Colleges can play a big role in helping companies when it comes to workforce development. Higher-ed students emphasize the importance of gaining college career experiences and skills to make them good job candidates when it’s time to swap their caps and gowns for business attire, a new survey shows.
Opportunities to polish their interpersonal skills and earn a degree in a marketable field are high priorities for 78 percent and 67 percent, respectively, of undergraduate and graduate respondents to the McGraw-Hill Education 2016 Workforce Readiness Survey. Perhaps not surprisingly, STEM majors are the most optimistic about their prospects of getting a good job.
A particularly notable finding is that an overwhelming 85 percent agree that the frequent use of technology in their coursework and for study sets them up to be stronger employment candidates.
Opportunities for Improvement
Still, there are some gaps to fill when it comes to how successful higher education institutions are at helping students use technology to enhance learning. Thirty-eight percent of survey respondents would feel more prepared for their professional careers by using digital or online applications to help them learn classroom concepts more efficiently and effectively. However, this year saw a 5 percent increase, from 6 to 11 percent, in the number of students who have never used study technology.
Other studies have also noted that there’s room to improve how technology is used at the college level. At least half of college students believe they could become more effective students if they were better skilled at using search tools to find references or other information online for class work; learning management systems; online collaboration tools; laptops during class; and recorded lectures or lecture captures, and wished faculty would use them more, according to the Educause Center for Analysis and Research Study of Undergraduate Students and Information Technology, 2015.
Faculty are open to learning more about how to use technology that can engage students, the ECAR study reports, and schools should identify learner priorities and act on them. “Technology has rarely been a strategic differentiator in higher education,” it notes, “but this may be changing as students’ expectations are growing.”
Nitty-Gritty Workforce Development
Students who can leverage digital platforms to help them learn more effectively are expected to have a better grasp on foundational career knowledge, whether it’s understanding cancer biology for medical students or project management principles for business majors.

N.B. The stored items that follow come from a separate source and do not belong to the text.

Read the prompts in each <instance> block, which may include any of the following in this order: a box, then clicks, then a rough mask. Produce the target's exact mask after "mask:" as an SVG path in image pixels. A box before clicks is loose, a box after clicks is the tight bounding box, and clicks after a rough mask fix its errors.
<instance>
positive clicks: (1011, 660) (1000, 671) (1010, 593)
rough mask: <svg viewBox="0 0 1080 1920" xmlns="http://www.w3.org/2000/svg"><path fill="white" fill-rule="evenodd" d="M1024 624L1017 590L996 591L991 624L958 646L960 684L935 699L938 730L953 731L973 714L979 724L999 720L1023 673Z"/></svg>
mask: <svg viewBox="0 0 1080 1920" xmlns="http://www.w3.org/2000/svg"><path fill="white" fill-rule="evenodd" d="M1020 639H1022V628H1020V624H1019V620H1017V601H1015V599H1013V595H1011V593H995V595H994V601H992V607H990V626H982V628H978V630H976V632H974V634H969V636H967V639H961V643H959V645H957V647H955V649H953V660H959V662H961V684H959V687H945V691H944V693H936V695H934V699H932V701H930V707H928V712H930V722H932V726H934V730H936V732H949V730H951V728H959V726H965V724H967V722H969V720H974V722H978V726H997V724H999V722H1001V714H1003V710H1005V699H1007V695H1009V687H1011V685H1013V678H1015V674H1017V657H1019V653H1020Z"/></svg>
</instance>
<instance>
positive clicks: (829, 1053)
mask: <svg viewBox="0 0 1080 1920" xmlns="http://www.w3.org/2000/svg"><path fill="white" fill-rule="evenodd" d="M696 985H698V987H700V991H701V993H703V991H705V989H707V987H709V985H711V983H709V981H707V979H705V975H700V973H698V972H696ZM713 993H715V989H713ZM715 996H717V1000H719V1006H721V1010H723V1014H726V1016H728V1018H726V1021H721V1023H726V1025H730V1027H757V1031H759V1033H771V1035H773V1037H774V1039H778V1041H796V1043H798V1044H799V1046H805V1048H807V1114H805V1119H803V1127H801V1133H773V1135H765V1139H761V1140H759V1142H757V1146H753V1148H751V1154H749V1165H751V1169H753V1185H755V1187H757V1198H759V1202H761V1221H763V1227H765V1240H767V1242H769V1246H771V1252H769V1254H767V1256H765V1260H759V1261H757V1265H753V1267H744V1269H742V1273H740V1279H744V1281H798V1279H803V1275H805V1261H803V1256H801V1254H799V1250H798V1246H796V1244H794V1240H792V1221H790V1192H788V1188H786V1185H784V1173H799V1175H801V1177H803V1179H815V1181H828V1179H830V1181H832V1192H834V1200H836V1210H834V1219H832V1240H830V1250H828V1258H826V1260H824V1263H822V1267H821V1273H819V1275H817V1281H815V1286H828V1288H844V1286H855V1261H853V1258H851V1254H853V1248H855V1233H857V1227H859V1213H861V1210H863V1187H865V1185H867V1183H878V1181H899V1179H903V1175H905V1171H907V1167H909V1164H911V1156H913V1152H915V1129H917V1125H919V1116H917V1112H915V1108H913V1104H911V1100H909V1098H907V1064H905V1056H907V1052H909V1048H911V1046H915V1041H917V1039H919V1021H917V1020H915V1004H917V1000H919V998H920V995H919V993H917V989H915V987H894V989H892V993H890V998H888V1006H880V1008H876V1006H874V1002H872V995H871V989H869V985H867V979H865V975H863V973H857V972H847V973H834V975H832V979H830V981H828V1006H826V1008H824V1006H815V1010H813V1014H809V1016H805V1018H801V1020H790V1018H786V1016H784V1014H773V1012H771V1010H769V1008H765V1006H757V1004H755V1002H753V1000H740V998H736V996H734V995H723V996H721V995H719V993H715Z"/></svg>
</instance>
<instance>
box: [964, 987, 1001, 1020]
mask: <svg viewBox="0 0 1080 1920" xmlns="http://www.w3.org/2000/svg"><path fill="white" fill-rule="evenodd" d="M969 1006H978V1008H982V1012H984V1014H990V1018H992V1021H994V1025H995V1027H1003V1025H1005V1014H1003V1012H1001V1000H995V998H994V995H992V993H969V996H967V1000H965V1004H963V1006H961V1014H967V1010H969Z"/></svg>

But are they becoming well-versed in the practical use of technology in the everyday work world? That appears to be the case for more than half of the McGraw-Hill respondents. They cite learning to use common workplace technologies as among the top skills they’ve acquired on campus.
It’s a trend employers will likely want to see gain steam. A little over one-third of managers believe recent grads lack data analysis skills using common tools like Excel and Tableau, as well as industry-specific software expertise with products like Salesforce, according to the PayScale 2016 Workforce-Skills Preparedness Report.